My tinderbox for those who don’t know it, is a semi-automatic continuous integration testing tool. What it does is testing, repeatedly and continuously, the ebuilds in tree to identify failures and breakages in them as soon as they are available. The original scope of the testing was ensuring that the tree could be ready for using --as-needed
by default – it became a default a few months ago – but since then it has expanded to a number of other testing conditions.

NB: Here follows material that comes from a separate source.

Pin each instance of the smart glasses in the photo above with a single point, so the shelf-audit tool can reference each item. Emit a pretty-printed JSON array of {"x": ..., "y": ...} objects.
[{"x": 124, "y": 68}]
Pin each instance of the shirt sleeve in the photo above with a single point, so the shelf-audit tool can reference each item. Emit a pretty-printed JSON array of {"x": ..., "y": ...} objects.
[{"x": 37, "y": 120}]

Last time I wrote about it, I was going to start reporting bugs related to detected overflows and so I did; afterwards there has been two special requests for testing, from the Qt team for the 4.7 version, and from the GNOME team for the GTK 2.22 release — explicitly to avoid my rants as it happens. This latter actually became a full-sweep tinderbox run, since there are just too many packages using GTK in tree.

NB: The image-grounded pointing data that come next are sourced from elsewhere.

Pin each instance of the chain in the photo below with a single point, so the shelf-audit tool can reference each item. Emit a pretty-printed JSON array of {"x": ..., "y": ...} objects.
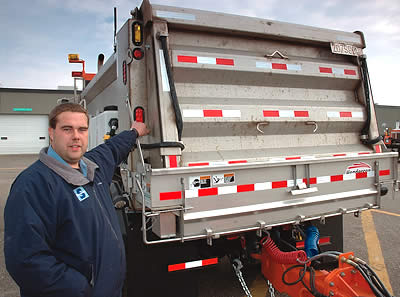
[
  {"x": 271, "y": 289},
  {"x": 237, "y": 266}
]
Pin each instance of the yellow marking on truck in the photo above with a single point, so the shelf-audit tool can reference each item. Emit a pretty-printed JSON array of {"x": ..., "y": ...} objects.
[
  {"x": 375, "y": 256},
  {"x": 386, "y": 212}
]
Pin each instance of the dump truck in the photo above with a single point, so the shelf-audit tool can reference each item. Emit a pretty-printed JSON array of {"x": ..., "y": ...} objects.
[{"x": 263, "y": 135}]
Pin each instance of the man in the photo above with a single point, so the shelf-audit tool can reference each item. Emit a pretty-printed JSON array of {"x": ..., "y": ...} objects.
[{"x": 62, "y": 237}]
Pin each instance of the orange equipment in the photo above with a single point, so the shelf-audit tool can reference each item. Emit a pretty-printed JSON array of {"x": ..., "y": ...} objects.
[{"x": 298, "y": 278}]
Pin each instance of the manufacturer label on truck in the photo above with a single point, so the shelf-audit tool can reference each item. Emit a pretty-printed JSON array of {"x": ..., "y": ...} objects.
[
  {"x": 358, "y": 168},
  {"x": 199, "y": 182},
  {"x": 345, "y": 49}
]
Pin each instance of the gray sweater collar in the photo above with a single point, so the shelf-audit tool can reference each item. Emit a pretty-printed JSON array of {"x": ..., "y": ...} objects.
[{"x": 69, "y": 174}]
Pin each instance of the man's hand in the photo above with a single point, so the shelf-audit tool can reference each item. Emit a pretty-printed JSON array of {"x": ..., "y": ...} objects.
[{"x": 141, "y": 128}]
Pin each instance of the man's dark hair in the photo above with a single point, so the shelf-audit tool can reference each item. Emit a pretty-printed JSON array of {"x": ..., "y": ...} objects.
[{"x": 73, "y": 107}]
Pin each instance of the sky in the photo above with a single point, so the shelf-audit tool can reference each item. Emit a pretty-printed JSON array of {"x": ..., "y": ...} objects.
[{"x": 37, "y": 35}]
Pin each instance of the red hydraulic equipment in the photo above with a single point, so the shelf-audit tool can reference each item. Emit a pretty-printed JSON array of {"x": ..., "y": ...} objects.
[{"x": 292, "y": 273}]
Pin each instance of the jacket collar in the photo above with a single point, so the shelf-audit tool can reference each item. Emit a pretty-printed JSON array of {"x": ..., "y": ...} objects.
[{"x": 69, "y": 174}]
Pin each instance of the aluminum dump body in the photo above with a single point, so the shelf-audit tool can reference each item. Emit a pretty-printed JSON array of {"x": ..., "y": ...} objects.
[{"x": 272, "y": 115}]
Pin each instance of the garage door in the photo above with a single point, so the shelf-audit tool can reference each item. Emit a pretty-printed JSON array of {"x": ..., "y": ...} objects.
[{"x": 23, "y": 134}]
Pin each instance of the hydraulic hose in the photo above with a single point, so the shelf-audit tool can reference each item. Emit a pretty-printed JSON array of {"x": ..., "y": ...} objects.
[
  {"x": 282, "y": 257},
  {"x": 311, "y": 242},
  {"x": 174, "y": 98}
]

Now, I already said before that running the tinderbox takes a lot of time, and thankfully, Zac and Kevin are making my task there much easier; on the other hand, right now I start to have trouble running it mostly for a pure economical matter. From one side, running it 24⁄7 for the past years starts to take its tall in power bills, from another, I start to need Yamato’s power to complete some job tasks, and in that time, the tinderbox is slowing down or pausing altogether. This, in turn, causes the tinderbox to go quite off-sync with the rest of Gentoo and requires even more time from there on.
But there are a few more problems that are not just money-related; one is that that the reason why I stopped posting regular updates about the tinderbox itself and its development is that I’ve been asked by one developer not to write about it, as he didn’t feel right I was asking for help with it publicly — but as it turns out, I really cannot keep doing it this way so I have to choose between asking for help or stop running the tinderbox at all. It also doesn’t help that very few developers seem to find the tinderbox useful for what it does: only a few people actually ask me to execute it for their packages when a new version is out, and as I said the GNOME team only seemed compelled to ask me about it for the sole reason of avoiding another rant from me rather than actually to identify and solve the related problems.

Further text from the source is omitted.